Nectarines are the same species as peaches and bear the same botanical name, Prunus persica. Smooth skin differentiates nectarines from their fuzzy fraternal twin, a result of breeding that inhibits the recessive ‘fuzz’ gene. Nectarines also tend to be a smaller, firmer version of their sibling fruit, with a more distinct aroma, and often have a brighter red tint to the skin.

Nectarines were domesticated at least 2,000 years ago in China; the fruit’s name means ‘sweet as nectar.’ Both nectarines and peaches are members of the rose family, with a corrugated seed shell in the same subgenus as almonds. Like peaches, nectarine flesh can be yellow, white, or red.

References: Agricultural Marketing Resource Center, Oregon State University, SFGate/San Francisco Chronicle, University of Arizona Yuma County Cooperative Extension, USDA.


Seasonal Availability Chart


There are thousands of peach and nectarine cultivars, with several hundred currently in use for nectarine production. Northern hemisphere countries are on a January-December marketing year, while southern hemisphere nations market peaches and nectarines on a November-October basis.

Like other stone fruit, nectarines can be clingstone, freestone, or semi-freestone according to how easily the pit or seed separates from the flesh. Fruit with a ‘clinging stone’ is generally an early variety, while freestones mature later in the season. Freestones tend to be more popular in the fresh market and are better for freezing while clingstones are preferred for processing.

Yellow is the most common flesh color in the United States for both clingstone and freestone varieties, usually with a higher acid content. White flesh, which originated in Asia and continues to grow in popularity for both peaches and nectarines, tends to be sweeter. Though less common, red fleshed-fruit is available as well. Yellow varieties include Fantasia, Fiesta, Honey Blaze, Nectar Babe, Red Diamond, Ruby Diamond, Summer Bright, Sunglo, Tiffany, Venus, and Zee Fire; they are less sweet with more acid than their white contemporaries.

White nectarines, such as the Arctic varieties, August Pearl, Jade, Magique, Polar Light, Redgold, and Zephyr, are known for their sweetness and low acid content. Flamekist is a juicy, soft, sweet clingstone variety often used for processing; Heavenly White and Zephyr are white freestone nectarines with a firmer texture, larger size, and lower sugar content, popular for baking and freezing.
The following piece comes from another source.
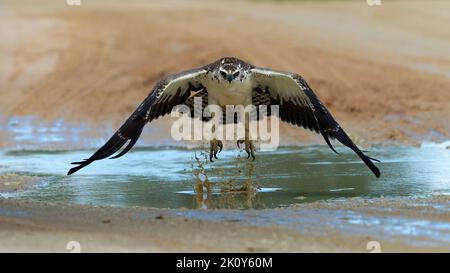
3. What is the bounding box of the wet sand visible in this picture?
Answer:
[0,196,450,252]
Like peaches, there are also specialty cultivars such as flat donut/doughnut varieties preferred for their sweetness, lower acidity, and delicacy. A popular example is Sauzee King.
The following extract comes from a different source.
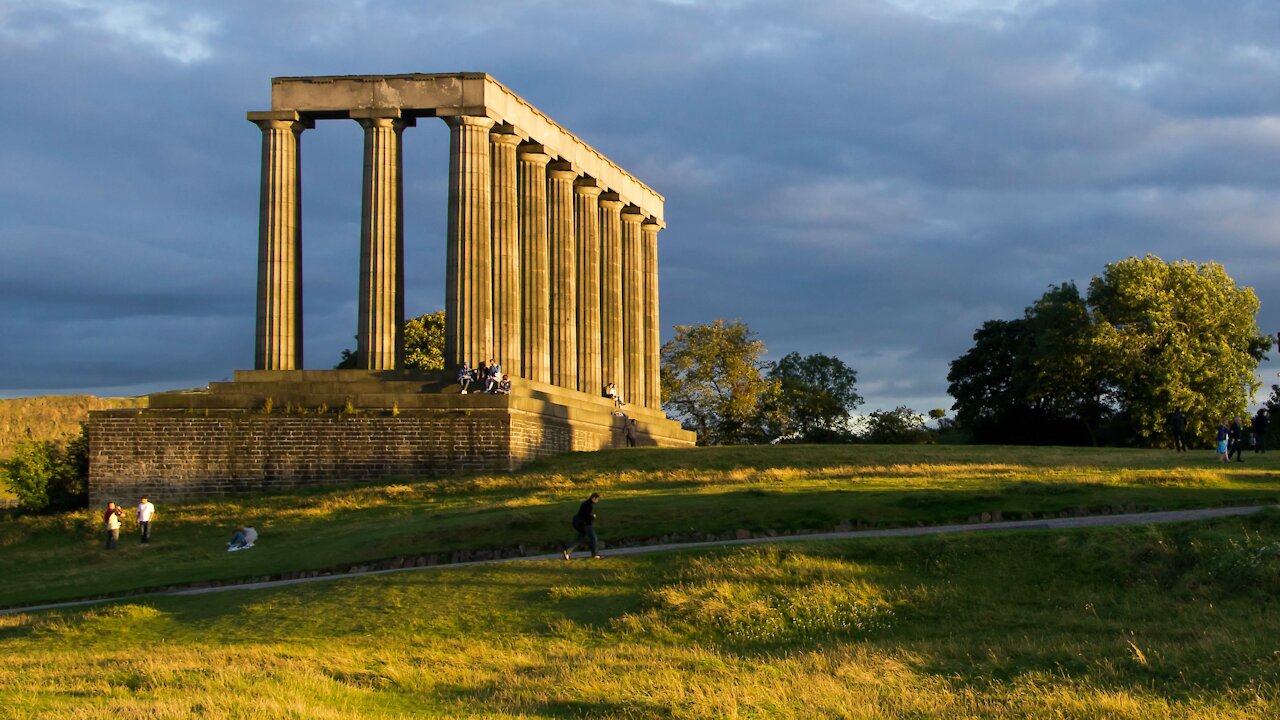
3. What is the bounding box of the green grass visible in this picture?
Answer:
[0,511,1280,719]
[0,446,1280,606]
References: Agricultural Marketing Resource Center, PennState Extension, SFGate/San Francisco Chronicle, University of Georgia, USDA.


A number of pests are attracted to both peaches and nectarines, though the latter may be more susceptible lacking the fuzz on peaches that is supposed to protect fruit from some pests.
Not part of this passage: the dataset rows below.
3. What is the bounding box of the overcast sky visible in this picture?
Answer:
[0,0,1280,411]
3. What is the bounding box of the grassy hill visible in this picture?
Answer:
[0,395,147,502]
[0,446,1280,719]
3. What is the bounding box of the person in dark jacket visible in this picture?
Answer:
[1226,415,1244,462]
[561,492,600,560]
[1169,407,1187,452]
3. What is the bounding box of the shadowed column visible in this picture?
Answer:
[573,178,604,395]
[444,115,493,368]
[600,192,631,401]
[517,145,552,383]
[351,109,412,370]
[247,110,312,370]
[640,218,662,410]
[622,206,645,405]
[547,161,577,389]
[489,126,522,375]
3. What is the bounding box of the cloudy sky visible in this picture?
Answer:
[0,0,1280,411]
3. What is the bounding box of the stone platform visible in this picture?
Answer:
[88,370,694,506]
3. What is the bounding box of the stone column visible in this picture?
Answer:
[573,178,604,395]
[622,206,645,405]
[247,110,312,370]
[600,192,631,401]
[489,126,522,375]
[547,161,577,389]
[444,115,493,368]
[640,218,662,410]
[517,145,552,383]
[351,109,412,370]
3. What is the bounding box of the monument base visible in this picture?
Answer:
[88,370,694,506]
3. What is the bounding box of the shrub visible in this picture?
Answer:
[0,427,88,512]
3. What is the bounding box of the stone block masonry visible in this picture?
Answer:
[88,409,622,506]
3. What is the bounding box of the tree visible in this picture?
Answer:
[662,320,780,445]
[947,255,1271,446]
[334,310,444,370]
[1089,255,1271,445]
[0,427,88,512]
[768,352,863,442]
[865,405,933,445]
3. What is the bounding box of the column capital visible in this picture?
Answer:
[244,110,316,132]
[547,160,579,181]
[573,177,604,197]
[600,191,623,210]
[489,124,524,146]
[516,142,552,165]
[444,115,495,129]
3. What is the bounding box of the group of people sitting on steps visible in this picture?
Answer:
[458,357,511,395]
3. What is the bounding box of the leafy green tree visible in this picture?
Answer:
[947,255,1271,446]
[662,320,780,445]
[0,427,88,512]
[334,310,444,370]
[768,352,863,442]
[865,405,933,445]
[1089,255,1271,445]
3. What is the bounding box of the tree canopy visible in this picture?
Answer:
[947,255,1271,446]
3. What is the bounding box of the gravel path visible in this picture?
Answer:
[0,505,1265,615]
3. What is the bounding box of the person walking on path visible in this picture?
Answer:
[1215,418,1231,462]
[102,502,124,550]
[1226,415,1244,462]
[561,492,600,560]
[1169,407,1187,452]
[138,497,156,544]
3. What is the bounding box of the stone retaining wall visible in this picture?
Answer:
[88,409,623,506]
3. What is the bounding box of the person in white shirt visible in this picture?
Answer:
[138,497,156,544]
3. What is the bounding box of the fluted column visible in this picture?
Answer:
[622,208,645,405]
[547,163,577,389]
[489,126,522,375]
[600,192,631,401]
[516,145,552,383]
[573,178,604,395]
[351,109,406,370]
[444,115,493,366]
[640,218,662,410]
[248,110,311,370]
Both squash bugs and stink bugs are attracted to developing fruit and leave tiny bite marks on immature fruit that can turn into wrinkles as the skin matures. Most of these imperfections are harmless, but can occur frequently in organics due to restrictions on pesticide use. Research indicates yellow-flesh varieties as more resistant to some pests and disease in nectarines. In addition to squash and stink bugs, other pests of concern include aphids, beetles, borers, caterpillars, cutworms, leaf hoppers, leafrollers, moths, nematodes, scale, and spider mites.

Excess moisture from rain or dew can lead to favorable conditions for a host of viruses and diseases. Among the more common affecting nectarines and peaches are bacterial spot, botrytis, brown rot, coryneum blight, crown gall, grey mold, leaf curl, mosaic, powdery mildew, Rhizopus rot, rust, scab, sunburn, twig blight, and wood decay.

References: PennState Extension, University of California Agriculture & Natural Resources, University of Georgia, USDA, Washington State University Extension.